In the wake of the European Parliament’s declaration, Kaspersky suspended activities with the EU and its participation in the campaign.

“We have protected the EU for 20 years working with law enforcement leading to multiple arrests of CYBERCRIMINALS,” founder Eugene Kaspersky tweeted yesterday, adding that, “The way we conducted public-private partnership is unfortunately ceased until the withdraw of the European Parliament decision.”

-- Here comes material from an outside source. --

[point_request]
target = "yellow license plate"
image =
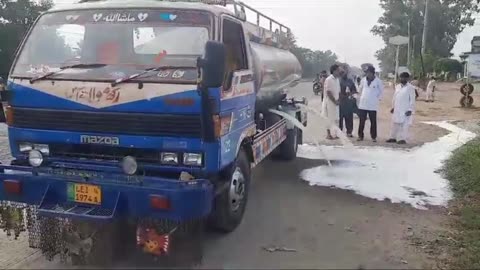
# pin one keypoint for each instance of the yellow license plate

In December 2017, the US banned use of Kaspersky’s anti-virus software in federal government machines. While recommending the move, the Department of Homeland Security wrote that Kaspersky’s anti-virus software could gain “broad access to files and elevated privileges on the computers on which the software is installed,” and that ties between “certain Kaspersky officials and Russian intelligence” were cause for concern. Russian law also allows the country’s intelligence agencies to compel compliance and assistance from private companies.

Speaking to Healthcare Analytics News™, cybersecurity experts described the NotPetya attack as intelligently designed and “elegant.” In addition to mechanisms meant to restrain its spread to Ukraine, it also acted differently when it encountered machines running Kaspersky’s software.

CrowdStrike analysis showed that “if the victim machine has avp.exe (associated with Kaspersky antivirus) process running, NotPetya will NOT encrypt the [main file table],” meaning that Kaspersky-protected machines would be recoverable while other systems were destroyed completely.

It remains unclear, according to some experts, why that was the case. In its own analysis of the attack, published a day after it first hit, Kaspersky told infected users “Don’t pay the ransom. It won’t help.”

The company was given the opportunity to respond to the US ban, and it has committed to making its software code open source to disprove allegations of involvement with Russian government activities. It claims to cover over 400 million users and 270,000 corporate clients around the globe.